We may have set the number of hidden units in the neural networks too small.
The data may contain errors such as mislabelled samples or incorrect measurements.
The voting threshold may be set too low.
The stopping criteria may have been set too loose (maximum iterations too small).
The above reasons may affect either training or test results. If the training results are excellent but the test results are poor, it may be for one of the following additional reasons:
The test data may be drawn from a significantly different population than the training data (such as the non-SRBCTs in the example above).
The test data may not have been normalized in a similar fashion to the training data.
The test dataset may have been filtered with different genes than the training dataset. (GeneLinker™ checks only that the number of genes used in training and prediction is the same, not their identities).
We may have set the number of hidden units in the neural networks too large.
We may have too many features (genes) for the number of samples in the training set.
The stopping criteria may have been set too tight (maximum iterations too large).

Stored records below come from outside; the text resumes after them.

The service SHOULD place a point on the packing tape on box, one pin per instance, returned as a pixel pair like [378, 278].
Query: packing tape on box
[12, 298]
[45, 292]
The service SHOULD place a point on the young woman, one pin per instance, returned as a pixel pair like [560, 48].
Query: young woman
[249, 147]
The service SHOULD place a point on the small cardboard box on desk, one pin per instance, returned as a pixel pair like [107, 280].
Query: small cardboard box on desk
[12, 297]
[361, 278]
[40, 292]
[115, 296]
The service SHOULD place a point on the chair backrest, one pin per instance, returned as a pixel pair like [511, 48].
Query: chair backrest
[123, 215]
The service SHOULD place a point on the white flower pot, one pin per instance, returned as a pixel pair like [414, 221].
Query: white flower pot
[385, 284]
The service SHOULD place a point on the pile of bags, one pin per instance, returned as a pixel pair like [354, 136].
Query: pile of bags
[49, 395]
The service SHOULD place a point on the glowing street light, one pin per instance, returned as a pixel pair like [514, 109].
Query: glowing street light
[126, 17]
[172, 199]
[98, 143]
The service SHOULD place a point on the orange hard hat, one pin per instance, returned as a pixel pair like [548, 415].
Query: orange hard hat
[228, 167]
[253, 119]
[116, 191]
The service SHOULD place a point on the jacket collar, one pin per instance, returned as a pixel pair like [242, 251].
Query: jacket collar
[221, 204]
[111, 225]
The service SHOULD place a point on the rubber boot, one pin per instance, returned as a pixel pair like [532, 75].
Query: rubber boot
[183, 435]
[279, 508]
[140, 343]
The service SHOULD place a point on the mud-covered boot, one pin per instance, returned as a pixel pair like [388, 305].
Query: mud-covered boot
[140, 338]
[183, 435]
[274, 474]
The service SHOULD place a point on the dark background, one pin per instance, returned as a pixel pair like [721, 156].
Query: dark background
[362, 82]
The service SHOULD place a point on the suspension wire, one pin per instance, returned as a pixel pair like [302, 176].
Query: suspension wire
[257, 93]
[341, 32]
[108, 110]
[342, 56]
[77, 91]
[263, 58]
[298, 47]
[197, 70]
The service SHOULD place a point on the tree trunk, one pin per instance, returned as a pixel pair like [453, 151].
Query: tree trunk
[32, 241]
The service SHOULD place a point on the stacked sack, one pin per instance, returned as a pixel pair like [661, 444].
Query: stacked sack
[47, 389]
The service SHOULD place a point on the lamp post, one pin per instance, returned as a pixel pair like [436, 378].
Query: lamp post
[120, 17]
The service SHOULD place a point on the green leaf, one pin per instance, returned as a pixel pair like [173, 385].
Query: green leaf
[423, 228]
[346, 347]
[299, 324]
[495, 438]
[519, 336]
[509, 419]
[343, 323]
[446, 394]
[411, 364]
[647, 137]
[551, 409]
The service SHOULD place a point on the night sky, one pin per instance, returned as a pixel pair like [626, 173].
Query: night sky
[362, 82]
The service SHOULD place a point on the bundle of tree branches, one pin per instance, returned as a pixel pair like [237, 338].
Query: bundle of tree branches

These last three conditions correspond to a condition called ‘overtraining’. You can think of this as analogous to a child learning a certain set of examples by rote, but failing to be able to generalize from the examples to new cases. When a neural network is either given too much memory for detail (too many hidden nodes or input nodes) or is forced to learn the input examples too well (stopping criteria too tight), then it may simply ‘memorize’ the training data to the detriment of generalizing well on test data.